Weekend Wrap-Up
Marked Ones Frozen as Disney Starts 2014 at #1
By John Hamann
January 5, 2014
Frozen has climbed back into the number one spot at the box office, for the first time since early December. I’m starting to think it might still be there when we start 2015.
As the Christmas box office bonanza fades into the background, the top choice for moviegoers remains the same as it was a month ago, as Frozen continues to dominate the box office. The film that was number one on December 6th is the same as the one on January 5th. Considering the mammoth holiday box office that occurs between these weekends, a repeat number one for Frozen at the start of 2014 should shake box office observers to their very core.
Yes, our number one film of the weekend is Frozen, now in its sixth weekend of wide release. Over the 13 days between December 20th and January 1st, Frozen earned about $100 million, on top of the $177 million it had pulled in prior to 20th. Remarkably, Frozen continues its dominance this weekend, as it pulls another rabbit out of its hat, taking down Paranormal Activity: The Marked Ones. On Friday, Frozen pulled in another solid score of $6.75 million, a number very similar to its Friday, December 6th score of $6.72 million. Friday’s gross is $1.6 million more than the $5.1 million the animated film grossed on both December 13th and 20th, showing how odd – and bulletproof – Frozen has been since its wide debut on November 27th.

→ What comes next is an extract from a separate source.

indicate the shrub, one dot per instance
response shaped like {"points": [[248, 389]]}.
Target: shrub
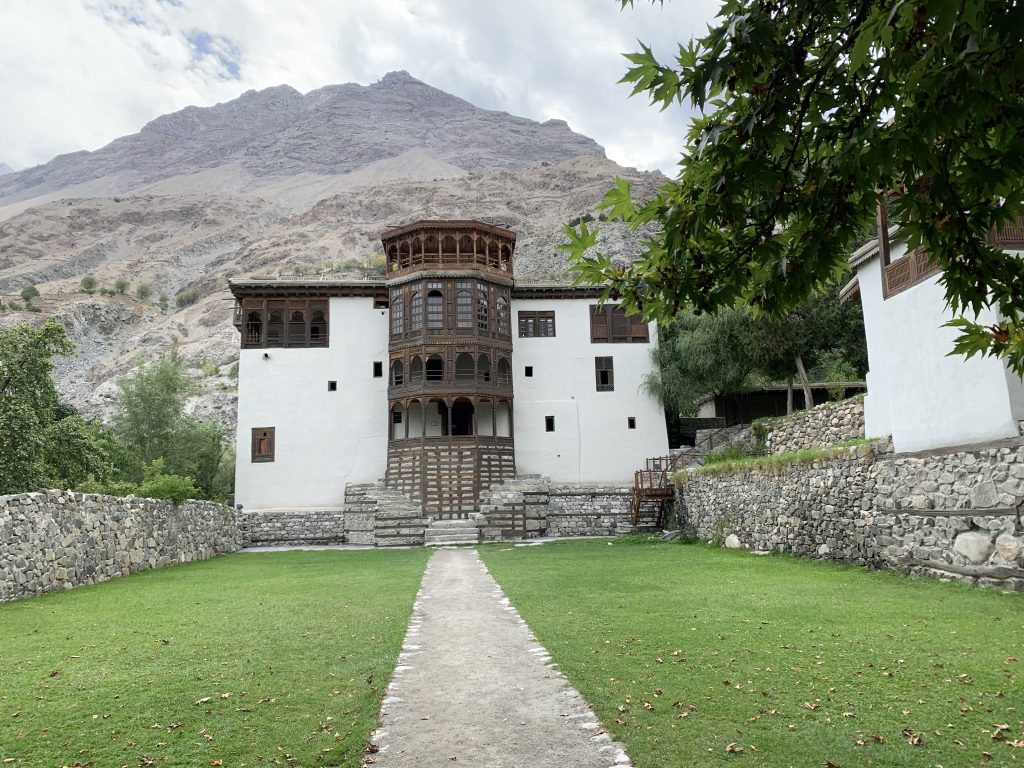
{"points": [[185, 297]]}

In this era of box office, these things simply do not happen.
With the holiday season now in the rearview mirror, weekend multipliers change as moviegoer behavior changes. With Friday being a day off school for kids – whether they were snowed in or not – and Monday a school day, internal weekend multipliers (weekend gross divided by Friday gross) are lowered. Over a normal weekend, a film like Frozen would have a multiplier of 4.0 or higher, simply because kids can’t see a movie during the day on Friday, but then come out in force over Saturday and Sunday. This time around, the Friday acts more like a Saturday, and the Saturday and Sunday are softer, thus decreasing the multiplier. On Saturday, Frozen earned $8.1 million, but then the estimate has the Sunday dropping off considerably, for a weekend score of $20.7 million. That gives Frozen a 3.1 multiplier, much, much lower than the 4.7 multiplier it received on December 6th, and the reason why this weekend is lower than the $31.6 million Frozen earned over that weekend, despite having the same Friday number on both weekends.
Frozen was off 28% from its $28.6 million take last weekend, but earned more than the $19.6 million it earned the weekend previous, and almost matched the $22.6 million it earned the weekend earlier. Like Disney movies of yore, word-of-mouth has turned Frozen into a mega hit, but there are other reasons why this one is doing so well. It helped that all of the Christmas Day releases were targeted at either adults (Wolf of Wall Street, Walter Mitty) or at no one (Believe, 47 Ronin), and that Walking With Dinosaurs imploded, removing any kind of competition. The scheduling for Frozen also paid off, as Disney had no fear opening Frozen in the shadow of The Hunger Games: Catching Fire or having it compete with The Hobbit: The Desolation of Smaug. Disney knew it wasn’t going to have the number one film over opening weekend, or over weekend three because of this heavy hitting competition. They still pushed their film out regardless, relying on its quality to drive word-of-mouth over the holiday season. To say the move worked is a massive understatement. Frozen is now a top ten film for Disney, as it passed Up and The Sixth Sense this weekend. It could pass The Lion King ($312.9 million) next weekend to become Disney's biggest non-Pixar animated title during first run.